Friday, March 10, 2006

Chinese rally makes car and retail stocks pricey


HONG KONG (Reuters) - China's automobile and retail stocks are now expensive by global standards after a strong run this year, but steel and metals firms may still be attractively priced compared with their peers.

The MSCI China Index <.MSCICN>, which tracks China stocks traded in Hong Kong and New York, is up 13 percent so far this year. China's domestic market has also emerged from a four-year slump with the benchmark Shanghai Index <.SSEC> up 10 percent so far.

"Even for the most bullish investors, it is probably worth doing a check on whether stocks have been overbought," said Credit Suisse China research head Vincent Chan, adding that Internet, consumer goods and financial stocks are the most overbought while independent power producers the least.

Automobile production capacity exceeded demand by 2 million units last year, causing vehicle profits to fall by 38 percent.
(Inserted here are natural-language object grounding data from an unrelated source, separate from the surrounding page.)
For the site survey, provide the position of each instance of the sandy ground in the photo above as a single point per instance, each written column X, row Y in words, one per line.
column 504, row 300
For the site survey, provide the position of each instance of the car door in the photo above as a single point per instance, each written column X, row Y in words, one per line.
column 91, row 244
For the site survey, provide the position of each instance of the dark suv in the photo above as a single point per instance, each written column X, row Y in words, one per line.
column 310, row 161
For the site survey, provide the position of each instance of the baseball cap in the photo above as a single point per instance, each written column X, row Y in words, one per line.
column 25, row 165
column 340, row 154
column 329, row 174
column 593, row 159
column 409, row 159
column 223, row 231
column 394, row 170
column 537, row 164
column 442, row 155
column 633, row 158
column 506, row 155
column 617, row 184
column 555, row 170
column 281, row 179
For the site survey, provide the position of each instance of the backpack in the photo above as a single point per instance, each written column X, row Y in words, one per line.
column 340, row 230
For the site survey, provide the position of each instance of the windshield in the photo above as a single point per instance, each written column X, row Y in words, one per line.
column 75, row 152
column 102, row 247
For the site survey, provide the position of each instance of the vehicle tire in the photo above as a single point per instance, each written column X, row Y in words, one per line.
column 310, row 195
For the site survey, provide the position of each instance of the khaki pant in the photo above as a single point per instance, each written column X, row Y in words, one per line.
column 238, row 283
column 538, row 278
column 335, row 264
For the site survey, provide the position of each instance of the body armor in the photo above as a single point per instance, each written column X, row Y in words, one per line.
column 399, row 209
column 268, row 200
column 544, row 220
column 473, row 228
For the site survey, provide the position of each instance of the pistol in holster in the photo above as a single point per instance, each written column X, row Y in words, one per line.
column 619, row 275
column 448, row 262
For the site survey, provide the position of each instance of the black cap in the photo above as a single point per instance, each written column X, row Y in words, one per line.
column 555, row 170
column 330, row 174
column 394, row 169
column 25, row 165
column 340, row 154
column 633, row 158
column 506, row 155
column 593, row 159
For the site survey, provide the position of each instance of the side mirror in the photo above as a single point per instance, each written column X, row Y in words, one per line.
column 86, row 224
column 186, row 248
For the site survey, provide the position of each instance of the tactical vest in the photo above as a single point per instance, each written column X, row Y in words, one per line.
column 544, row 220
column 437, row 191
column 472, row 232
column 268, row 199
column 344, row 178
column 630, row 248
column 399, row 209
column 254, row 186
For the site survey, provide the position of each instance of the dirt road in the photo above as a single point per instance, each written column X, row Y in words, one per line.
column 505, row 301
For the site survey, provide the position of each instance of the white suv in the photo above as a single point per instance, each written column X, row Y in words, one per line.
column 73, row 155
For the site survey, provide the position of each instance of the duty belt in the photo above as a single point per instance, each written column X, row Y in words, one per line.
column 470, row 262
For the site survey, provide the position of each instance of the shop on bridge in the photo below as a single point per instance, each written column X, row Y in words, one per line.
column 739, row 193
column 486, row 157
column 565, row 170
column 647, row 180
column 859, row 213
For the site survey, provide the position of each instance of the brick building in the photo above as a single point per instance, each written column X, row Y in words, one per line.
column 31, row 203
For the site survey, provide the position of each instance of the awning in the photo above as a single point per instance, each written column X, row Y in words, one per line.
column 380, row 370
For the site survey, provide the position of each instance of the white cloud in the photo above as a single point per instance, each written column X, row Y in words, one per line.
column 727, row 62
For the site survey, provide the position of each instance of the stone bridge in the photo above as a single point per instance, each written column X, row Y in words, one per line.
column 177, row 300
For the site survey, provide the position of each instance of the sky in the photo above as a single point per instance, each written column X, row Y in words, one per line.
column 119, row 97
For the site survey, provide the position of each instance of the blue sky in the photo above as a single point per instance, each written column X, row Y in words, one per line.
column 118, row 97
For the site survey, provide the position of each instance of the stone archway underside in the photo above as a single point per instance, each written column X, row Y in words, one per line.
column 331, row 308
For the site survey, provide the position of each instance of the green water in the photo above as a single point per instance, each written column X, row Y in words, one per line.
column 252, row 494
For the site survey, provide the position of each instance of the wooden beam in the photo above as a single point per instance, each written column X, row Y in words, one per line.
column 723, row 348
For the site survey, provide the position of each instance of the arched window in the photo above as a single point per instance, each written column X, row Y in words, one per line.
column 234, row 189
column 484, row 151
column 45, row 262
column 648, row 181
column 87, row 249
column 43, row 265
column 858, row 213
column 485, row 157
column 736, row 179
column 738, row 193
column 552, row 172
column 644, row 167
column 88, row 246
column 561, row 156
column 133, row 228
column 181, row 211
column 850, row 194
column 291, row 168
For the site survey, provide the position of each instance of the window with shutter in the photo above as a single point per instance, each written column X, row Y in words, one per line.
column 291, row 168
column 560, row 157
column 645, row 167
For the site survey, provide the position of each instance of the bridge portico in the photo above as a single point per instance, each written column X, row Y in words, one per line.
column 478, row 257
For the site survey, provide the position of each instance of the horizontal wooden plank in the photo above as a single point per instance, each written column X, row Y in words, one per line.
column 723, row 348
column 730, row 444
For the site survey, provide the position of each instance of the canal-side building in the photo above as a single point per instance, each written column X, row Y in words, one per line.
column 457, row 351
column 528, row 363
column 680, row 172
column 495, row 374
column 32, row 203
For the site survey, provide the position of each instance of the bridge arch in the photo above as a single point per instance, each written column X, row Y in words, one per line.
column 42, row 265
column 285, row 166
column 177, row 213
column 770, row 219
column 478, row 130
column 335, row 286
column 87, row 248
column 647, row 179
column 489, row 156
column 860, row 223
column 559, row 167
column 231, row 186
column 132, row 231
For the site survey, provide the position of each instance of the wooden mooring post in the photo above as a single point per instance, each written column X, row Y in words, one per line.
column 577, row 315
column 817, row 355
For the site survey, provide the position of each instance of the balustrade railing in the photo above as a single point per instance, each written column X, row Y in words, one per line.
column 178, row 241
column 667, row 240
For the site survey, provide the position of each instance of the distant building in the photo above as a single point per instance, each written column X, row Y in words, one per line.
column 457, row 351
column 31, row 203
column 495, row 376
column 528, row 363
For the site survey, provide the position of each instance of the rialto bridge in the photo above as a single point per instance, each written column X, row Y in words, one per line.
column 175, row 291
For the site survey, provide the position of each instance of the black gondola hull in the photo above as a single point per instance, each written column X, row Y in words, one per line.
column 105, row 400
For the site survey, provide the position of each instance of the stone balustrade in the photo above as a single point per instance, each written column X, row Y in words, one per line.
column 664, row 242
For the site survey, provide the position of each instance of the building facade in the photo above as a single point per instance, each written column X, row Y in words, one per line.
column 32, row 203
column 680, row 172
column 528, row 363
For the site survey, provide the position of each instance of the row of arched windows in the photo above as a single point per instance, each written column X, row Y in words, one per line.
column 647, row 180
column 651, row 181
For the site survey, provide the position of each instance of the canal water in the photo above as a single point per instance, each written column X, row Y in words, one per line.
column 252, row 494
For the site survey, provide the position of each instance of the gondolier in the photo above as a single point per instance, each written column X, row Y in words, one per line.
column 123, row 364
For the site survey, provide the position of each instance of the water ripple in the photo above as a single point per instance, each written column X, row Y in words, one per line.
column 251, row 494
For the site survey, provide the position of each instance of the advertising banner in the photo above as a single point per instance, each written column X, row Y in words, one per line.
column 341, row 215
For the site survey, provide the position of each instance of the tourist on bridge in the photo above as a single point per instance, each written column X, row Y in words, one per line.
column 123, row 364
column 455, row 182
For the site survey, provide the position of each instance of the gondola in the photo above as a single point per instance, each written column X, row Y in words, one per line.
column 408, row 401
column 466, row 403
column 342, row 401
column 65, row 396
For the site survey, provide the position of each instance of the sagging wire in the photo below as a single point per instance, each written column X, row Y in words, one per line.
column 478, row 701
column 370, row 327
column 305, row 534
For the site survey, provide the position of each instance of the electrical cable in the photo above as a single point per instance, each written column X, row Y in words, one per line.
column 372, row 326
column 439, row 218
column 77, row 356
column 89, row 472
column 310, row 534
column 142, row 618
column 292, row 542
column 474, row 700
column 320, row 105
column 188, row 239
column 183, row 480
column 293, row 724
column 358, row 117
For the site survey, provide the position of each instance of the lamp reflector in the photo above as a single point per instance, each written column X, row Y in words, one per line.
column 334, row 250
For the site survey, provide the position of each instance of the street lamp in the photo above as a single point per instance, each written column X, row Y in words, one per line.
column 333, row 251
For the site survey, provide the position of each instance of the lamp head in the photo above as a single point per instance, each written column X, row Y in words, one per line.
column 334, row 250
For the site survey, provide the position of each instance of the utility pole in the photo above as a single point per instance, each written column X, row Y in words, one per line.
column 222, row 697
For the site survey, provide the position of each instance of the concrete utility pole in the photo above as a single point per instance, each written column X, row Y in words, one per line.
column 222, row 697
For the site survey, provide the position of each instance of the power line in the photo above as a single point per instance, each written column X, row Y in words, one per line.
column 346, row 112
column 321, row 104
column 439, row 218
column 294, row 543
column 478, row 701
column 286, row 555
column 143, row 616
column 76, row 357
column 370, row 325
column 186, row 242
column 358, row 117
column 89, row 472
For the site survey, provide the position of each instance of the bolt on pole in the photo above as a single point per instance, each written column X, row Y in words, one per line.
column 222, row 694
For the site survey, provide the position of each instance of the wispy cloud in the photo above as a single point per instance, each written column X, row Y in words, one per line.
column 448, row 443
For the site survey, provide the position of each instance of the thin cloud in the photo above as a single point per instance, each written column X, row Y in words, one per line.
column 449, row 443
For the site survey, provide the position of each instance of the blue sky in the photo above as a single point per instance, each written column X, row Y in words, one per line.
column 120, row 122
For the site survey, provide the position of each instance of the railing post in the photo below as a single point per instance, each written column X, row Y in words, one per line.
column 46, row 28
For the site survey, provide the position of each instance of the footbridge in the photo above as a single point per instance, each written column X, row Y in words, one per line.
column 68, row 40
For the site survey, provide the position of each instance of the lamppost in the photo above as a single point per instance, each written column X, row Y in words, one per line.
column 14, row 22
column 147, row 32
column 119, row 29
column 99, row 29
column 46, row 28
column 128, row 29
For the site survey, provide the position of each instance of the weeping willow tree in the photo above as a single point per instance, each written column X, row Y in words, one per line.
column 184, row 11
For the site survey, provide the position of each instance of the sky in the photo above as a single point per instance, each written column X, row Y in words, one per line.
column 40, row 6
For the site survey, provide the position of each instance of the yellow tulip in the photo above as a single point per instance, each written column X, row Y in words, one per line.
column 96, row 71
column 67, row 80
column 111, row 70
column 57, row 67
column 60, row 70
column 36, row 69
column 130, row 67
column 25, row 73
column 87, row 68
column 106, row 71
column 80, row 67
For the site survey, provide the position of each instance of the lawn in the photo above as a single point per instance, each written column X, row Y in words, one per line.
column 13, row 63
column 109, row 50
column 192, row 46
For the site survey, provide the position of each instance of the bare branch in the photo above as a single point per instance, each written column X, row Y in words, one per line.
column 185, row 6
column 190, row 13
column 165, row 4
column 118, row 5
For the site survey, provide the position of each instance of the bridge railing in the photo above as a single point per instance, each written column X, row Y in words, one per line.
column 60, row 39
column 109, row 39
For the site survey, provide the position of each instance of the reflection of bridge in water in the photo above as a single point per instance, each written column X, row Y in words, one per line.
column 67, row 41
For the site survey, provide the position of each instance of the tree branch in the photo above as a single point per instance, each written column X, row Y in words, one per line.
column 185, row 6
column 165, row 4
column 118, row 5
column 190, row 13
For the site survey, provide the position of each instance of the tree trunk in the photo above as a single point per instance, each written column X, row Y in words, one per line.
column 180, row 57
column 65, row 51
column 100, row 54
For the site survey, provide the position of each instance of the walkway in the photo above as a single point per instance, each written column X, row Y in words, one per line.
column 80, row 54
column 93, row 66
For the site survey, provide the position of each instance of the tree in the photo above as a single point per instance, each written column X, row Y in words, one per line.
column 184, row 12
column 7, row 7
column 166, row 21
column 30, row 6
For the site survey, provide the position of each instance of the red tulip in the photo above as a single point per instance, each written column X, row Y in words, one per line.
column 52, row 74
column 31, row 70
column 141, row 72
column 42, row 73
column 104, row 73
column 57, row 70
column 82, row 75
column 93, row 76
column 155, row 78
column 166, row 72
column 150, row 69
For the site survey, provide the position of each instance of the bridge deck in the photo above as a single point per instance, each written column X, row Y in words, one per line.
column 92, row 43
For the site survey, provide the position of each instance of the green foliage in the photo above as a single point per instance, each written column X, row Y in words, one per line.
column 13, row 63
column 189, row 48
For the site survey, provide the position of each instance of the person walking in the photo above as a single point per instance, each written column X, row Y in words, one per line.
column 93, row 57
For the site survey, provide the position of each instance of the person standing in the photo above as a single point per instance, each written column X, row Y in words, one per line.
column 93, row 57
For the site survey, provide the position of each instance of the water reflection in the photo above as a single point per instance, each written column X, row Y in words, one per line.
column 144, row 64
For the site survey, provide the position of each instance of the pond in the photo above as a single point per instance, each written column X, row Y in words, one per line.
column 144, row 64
But that does not prevent bourgeoning Chinese auto makers from enjoying a hefty price premium over established names abroad, partly on the prospect that Chinese brands will make inroads in foreign markets.

Brilliance China (1114.HK: Quotazione, Profilo) trades at 43 times forecast 2006 earnings while Qingling Motors (1122.HK: Quotazione, Profilo) trades at 25.

By comparison, German luxury car maker BMW (BMWG.DE: Quotazione, Profilo), which has a China joint venture with Brilliance, trades at 11.1 times earnings, while Nissan Motor (7201.T: Quotazione, Profilo) of Japan trades at 10.9, and South Korea's Hyundai Motor (005380.KS: Quotazione, Profilo) at 10.8.

High expectations have made China's auto stocks vulnerable. Brilliance skidded 10 percent after disappointing the market on Monday by forecasting an operating loss on its Zhonghua sedan.